O segundo feito maravilhoso foi a proteção na fraqueza (vv.12-15). Levou 25 anos para se cumprir a promessa do nascimento de Isaque (Gn 21.5 cf. 12.4) e sessenta anos para o nascimento de Jacó (Gn 25.20,26). Este migrou para o Egito quando sua família contava com apenas setenta pessoas (Gn 46.27; Dt 10.22). Durante todo esse tempo – entre 2091 e 1876 a.C. –, sendo um pequeno e desprotegido contingente sem terra própria (vv.12,13), o Senhor protegeu a pequena família da promessa (v.14a): “Não permitiu que homem [algum] os oprimisse” (lo’-hinnîah ’adam le‘oshqam). Nos 215 anos entre o chamado de Abraão e o benefício e proteção do Faraó à família de Jacó, muita coisa podia ter dado errado, como nas vezes em que Sara, esposa de Abraão, foi tomada para ser esposa do Faraó (Gn 12.10-20) e do rei de Gerar (Gn 20.1-18), quando Abraão temia por sua vida. Entretanto, Deus repreendeu até mesmo reis como esses para garantir o cumprimento das suas promessas (vv.14b,15): “Mas repreendeu reis por causa deles, [dizendo]: ‘Não ponhais a mão em meus ungidos, nem sejais maldosos com meus profetas’”.

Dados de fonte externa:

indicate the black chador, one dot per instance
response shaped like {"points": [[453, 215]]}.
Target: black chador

O terceiro feito foi a direção por intermédio de dificuldades (vv.16-25). O Senhor prometeu uma nação numerosa ao patriarca Abraão e avisou-lhe que não seria na terra da promessa que o crescimento ocorreria (Gn 15.12-16). Para colocar o plano em ação, Deus se valeu de diversas dificuldades na vida dos seus servos. Em primeiro lugar, enviou José como escravo para o Egito (v.17): “Enviou adiante deles um homem, vendido como escravo, [a saber] José”. O que parecia ser um desfavor, revelou-se uma providência de Deus a fim de colocar José como governador no Egito, abaixo somente do faraó (Gn 41.40-44), cumprindo o plano perfeito do Senhor (v.19). O próximo passo foi enviar a fome ao mundo (v.16), o que obrigou a família de Jacó a buscar suprimentos no Egito, favorecendo o reencontro de José com sua família e o traslado da casa de Jacó (v.23) a um terra propícia para que, em quatro séculos, a pequena família se tornasse um povo numeroso. Em último lugar, o Senhor deliberadamente fez com que os egípcios oprimissem os israelitas a fim de preparar o pano de fundo para sua libertação maravilhosa (v.25): “Transformou o coração deles a fim de odiarem seu povo e usarem de esperteza para com os seus servos”. “Escravidão”, “fome” e “opressão”, que normalmente são consideradas maldições, foram as ferramentas de Deus para abençoar e dirigir seu povo.
O quarto feito foi o crescimento surpreendente (v.24): “Ele multiplicou o seu povo abundantemente e o tornou mais poderoso que seus adversários”. A pequena família de Jacó, em um período de 430 anos (Ex 12.40), teve um crescimento incrível a tal ponto de serem contatos, na sua partida do Egito, 600 mil homens (Ex 12.37). Se considerarmos que, para cada homem haveria também uma mulher, além de meninos em idade de não serem contados entre os homens, o número de israelitas do êxodo não pode ter sido menor do que 2 milhões de pessoas. Esse crescimento é tão surpreendente que estudiosos como Carl Friedrich Keil e Franz Delitzsch tiveram de fazer contas para provar, em seu livro que trata da teologia do Pentateuco, que tal crescimento era matematicamente possível. Porém, ainda que possível, ele não deixa de ser surpreendente e prova do poder e das maravilhas de Deus.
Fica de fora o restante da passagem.